The collaborative action plan consists of: (1) use-inspired innovative research, (2) education, workforce training and development, and (3) policy recommendations on community behavior and organizational development. Since effective transformation of manufacturing data to actionable information is key to successful implementation of I4.0 technologies, research on artificial intelligence (AI) for real-time operation monitoring and asset tracking will be conducted to improve quality control and productivity. Through process-embedded sensing, and edge- and cloud-computing, a customized learning and intervention platform will be created to facilitate digital transformation of the workforce from experience-based operation to data-guided optimization.
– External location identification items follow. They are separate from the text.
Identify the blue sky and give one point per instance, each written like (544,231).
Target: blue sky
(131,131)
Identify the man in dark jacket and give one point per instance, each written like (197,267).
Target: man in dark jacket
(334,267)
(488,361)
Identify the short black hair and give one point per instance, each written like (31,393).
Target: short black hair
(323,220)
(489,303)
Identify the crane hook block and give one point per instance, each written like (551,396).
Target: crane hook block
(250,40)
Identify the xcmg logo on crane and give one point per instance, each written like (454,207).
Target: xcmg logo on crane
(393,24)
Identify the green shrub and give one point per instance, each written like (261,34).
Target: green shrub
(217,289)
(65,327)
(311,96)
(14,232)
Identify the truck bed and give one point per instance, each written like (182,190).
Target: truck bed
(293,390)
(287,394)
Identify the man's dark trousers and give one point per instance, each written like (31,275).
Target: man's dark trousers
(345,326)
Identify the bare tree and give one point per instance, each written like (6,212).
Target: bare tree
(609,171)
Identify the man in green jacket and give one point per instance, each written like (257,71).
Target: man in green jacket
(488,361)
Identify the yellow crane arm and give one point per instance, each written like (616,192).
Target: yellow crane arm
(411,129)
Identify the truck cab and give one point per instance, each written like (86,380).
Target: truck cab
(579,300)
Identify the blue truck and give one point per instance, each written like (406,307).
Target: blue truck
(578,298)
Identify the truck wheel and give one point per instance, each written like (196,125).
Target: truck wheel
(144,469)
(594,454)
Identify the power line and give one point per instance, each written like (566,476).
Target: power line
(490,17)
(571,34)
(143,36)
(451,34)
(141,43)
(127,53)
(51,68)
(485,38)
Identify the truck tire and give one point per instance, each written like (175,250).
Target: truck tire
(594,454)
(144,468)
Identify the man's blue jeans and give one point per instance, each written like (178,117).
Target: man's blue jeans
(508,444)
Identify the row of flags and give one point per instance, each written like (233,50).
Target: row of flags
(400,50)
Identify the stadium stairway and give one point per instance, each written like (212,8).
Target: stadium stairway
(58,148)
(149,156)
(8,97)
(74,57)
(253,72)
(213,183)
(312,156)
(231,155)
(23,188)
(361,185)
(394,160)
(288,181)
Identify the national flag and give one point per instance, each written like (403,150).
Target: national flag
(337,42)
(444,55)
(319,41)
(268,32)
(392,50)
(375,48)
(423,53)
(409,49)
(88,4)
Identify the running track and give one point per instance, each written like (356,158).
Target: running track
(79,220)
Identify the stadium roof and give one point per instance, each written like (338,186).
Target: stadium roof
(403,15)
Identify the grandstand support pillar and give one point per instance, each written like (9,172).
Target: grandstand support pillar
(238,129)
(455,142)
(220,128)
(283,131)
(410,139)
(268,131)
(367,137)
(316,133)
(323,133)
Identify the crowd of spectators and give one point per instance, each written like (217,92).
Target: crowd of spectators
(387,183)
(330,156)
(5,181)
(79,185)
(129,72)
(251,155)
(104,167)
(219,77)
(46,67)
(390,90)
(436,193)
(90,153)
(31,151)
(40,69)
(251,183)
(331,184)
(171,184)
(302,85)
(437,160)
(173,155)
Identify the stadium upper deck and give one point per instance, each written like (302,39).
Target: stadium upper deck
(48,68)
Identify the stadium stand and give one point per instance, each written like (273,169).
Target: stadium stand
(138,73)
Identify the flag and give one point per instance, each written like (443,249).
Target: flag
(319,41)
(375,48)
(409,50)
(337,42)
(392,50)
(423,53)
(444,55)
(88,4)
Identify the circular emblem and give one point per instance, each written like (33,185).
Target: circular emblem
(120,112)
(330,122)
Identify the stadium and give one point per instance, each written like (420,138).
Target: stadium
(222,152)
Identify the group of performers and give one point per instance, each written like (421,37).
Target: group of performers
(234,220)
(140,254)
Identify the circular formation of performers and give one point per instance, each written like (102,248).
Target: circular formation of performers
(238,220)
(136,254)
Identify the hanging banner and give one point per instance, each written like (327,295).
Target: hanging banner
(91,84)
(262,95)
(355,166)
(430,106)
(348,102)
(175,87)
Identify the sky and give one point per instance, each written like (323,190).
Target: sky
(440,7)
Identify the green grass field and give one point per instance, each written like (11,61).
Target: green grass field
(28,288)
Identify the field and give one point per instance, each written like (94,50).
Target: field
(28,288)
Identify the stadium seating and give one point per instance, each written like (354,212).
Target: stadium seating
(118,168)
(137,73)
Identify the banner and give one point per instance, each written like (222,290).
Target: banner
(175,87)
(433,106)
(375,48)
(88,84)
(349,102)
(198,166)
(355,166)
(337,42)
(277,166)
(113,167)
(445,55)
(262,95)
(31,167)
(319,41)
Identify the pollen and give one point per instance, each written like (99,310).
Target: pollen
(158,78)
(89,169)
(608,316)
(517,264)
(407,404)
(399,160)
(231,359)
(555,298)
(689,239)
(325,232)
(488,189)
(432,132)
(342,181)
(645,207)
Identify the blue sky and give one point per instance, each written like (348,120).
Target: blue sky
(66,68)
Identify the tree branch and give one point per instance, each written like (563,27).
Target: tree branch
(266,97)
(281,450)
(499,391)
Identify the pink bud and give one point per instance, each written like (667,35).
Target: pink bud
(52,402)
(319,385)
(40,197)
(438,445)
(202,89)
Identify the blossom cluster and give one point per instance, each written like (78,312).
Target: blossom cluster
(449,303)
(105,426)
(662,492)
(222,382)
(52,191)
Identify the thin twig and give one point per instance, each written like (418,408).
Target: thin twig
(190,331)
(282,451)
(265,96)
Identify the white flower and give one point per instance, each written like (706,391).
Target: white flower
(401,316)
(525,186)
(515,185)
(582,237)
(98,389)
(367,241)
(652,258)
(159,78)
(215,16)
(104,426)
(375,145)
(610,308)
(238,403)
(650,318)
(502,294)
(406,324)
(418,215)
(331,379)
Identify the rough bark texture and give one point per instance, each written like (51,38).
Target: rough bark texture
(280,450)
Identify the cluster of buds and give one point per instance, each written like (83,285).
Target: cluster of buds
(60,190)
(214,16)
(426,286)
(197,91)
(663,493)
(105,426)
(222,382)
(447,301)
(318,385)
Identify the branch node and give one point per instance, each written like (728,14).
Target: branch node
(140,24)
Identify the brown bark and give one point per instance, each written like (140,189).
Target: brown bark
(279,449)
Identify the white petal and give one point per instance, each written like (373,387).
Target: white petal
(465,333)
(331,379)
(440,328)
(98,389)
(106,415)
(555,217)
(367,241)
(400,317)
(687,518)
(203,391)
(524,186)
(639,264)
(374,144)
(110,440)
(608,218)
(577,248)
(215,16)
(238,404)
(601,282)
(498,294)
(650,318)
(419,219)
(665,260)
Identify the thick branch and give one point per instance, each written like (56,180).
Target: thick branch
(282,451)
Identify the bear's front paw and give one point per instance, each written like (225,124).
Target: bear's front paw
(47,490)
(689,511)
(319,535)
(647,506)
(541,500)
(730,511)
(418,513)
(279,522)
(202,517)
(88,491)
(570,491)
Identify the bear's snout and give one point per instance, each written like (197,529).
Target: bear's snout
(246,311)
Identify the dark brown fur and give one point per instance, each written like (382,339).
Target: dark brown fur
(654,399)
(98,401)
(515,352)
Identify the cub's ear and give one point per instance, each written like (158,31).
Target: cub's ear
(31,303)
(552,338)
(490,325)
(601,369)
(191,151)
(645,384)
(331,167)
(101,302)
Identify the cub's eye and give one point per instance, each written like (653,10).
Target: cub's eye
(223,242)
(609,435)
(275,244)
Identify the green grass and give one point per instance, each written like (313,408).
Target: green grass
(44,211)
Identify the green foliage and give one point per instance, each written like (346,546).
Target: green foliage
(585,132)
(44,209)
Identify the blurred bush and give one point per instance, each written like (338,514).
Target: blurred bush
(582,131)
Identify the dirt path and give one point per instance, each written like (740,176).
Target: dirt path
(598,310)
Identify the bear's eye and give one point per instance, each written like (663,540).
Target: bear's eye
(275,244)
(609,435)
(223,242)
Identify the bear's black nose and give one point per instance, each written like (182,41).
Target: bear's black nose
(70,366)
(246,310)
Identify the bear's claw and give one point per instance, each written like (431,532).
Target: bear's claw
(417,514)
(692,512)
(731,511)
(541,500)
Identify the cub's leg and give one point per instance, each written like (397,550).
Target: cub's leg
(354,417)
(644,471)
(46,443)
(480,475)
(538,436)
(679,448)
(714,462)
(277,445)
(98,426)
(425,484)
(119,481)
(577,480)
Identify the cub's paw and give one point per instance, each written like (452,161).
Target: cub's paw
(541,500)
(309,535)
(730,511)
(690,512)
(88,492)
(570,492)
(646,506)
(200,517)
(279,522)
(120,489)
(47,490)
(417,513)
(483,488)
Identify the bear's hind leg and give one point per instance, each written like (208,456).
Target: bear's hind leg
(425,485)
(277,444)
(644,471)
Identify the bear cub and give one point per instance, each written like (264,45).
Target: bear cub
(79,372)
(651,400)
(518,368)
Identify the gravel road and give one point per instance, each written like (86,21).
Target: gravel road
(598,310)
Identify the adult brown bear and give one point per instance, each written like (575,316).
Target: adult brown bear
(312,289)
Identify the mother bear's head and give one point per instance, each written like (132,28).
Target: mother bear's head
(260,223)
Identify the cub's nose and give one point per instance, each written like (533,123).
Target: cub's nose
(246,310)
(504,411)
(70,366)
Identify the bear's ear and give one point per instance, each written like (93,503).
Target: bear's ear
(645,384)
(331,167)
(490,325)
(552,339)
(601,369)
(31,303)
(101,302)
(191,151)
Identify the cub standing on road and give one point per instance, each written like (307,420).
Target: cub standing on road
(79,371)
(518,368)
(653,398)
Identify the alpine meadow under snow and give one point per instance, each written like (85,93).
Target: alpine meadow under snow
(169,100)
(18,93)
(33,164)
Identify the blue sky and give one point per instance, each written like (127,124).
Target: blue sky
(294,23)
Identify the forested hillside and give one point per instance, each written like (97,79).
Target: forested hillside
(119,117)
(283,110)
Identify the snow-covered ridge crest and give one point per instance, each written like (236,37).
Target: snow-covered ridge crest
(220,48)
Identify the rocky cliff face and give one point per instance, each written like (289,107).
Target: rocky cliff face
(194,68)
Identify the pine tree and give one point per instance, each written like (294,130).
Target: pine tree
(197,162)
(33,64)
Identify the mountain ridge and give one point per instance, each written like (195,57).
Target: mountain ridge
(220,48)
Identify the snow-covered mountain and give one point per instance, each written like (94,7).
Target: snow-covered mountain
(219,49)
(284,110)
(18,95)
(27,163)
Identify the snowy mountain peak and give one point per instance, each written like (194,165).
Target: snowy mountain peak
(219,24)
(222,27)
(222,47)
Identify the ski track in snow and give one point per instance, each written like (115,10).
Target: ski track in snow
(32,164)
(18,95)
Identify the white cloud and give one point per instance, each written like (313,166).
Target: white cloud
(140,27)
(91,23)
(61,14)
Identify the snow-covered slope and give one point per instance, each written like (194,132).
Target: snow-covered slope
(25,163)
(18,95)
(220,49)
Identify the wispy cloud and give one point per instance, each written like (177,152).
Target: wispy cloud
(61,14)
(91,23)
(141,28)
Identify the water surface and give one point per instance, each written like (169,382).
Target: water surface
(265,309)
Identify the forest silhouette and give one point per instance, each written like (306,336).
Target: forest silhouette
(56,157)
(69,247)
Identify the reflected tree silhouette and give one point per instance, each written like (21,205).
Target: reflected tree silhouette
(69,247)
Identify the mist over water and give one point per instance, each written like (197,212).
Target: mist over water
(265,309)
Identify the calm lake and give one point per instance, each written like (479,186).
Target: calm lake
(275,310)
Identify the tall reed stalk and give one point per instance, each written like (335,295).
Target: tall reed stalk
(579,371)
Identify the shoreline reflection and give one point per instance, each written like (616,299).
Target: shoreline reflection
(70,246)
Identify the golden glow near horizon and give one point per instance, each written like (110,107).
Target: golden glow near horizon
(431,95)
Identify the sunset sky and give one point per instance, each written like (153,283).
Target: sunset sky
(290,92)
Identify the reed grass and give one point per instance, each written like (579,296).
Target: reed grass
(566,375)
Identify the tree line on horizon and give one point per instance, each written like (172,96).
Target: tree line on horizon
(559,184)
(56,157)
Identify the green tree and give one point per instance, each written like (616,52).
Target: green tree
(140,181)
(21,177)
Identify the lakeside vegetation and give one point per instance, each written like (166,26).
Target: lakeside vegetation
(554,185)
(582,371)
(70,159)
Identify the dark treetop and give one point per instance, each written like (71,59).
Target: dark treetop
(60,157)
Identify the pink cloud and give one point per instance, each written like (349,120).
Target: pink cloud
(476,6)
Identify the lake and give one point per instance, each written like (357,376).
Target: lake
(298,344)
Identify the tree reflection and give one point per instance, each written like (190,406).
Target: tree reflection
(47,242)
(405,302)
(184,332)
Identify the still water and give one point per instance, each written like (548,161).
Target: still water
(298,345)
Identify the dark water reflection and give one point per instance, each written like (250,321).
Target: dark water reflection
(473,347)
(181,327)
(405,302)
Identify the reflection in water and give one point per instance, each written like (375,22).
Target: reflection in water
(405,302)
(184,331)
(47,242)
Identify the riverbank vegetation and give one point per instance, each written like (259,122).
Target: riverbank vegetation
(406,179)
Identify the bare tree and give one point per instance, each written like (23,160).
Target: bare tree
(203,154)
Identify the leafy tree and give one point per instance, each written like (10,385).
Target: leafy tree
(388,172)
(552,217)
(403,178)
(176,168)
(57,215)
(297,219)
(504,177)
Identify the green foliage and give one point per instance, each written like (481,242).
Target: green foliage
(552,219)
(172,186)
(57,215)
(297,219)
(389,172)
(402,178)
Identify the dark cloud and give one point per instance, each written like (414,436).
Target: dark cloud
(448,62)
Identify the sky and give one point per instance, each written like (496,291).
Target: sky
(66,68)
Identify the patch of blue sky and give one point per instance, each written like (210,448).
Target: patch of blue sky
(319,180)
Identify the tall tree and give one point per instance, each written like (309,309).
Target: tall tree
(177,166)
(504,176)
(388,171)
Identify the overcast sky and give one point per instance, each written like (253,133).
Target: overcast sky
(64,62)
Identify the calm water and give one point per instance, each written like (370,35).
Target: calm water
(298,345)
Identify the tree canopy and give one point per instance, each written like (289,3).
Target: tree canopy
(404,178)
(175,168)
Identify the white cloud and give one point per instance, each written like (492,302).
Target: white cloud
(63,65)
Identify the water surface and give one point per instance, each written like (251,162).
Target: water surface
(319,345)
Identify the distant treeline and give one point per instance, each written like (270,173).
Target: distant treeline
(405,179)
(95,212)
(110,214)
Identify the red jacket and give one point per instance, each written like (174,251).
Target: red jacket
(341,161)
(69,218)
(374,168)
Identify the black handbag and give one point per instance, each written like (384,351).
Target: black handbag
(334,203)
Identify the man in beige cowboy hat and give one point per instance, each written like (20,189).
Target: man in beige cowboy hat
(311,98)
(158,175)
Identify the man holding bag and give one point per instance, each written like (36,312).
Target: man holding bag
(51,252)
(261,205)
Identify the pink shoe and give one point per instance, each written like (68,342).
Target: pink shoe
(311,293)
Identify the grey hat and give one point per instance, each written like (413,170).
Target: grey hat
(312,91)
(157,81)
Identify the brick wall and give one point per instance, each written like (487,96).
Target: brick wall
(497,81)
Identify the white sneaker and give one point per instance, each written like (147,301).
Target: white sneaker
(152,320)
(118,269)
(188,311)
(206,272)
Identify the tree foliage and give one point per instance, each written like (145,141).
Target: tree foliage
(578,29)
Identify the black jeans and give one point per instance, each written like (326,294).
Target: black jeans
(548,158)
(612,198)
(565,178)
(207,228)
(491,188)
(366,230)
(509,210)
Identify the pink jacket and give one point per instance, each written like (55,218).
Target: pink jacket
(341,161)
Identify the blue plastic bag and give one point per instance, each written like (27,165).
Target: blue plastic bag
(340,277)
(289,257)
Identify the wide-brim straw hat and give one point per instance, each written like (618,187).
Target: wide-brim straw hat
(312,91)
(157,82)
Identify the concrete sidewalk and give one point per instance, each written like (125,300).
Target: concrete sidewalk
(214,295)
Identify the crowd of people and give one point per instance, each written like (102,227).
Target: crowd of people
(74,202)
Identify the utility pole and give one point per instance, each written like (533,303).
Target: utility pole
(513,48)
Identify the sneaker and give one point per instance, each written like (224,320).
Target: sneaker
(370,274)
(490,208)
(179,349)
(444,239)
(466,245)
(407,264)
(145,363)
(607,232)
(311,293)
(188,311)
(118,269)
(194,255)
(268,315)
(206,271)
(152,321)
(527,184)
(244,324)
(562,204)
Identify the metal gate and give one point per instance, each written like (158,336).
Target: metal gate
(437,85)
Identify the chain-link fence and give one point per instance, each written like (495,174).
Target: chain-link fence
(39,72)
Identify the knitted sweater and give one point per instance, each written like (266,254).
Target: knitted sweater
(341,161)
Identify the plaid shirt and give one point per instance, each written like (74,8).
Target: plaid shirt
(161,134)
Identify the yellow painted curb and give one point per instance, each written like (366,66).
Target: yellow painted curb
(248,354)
Research on transfer learning will facilitate knowledge translation across machine equipment both within an SMM and to other SMMs across the organizational boundaries to create “spill-over” learning effects that promote the creation of a collaborative SMM network that assists each other in times of need and opportunity. Collaborations between academia and community developers will create pathways for curriculum development and internships that facilitate workforce training and employment opportunities. Ultimately, the collective action plan will promote research on both fundamental and practical problems, and benefit education, workforce development, and economic advancement in both Northeast Ohio and other regions across the country where SMMs play a critical role in the wealth generation and wellbeing of the community.

This award reflects NSF's statutory mission and has been deemed worthy of support through evaluation using the Foundation's intellectual merit and broader impacts review criteria.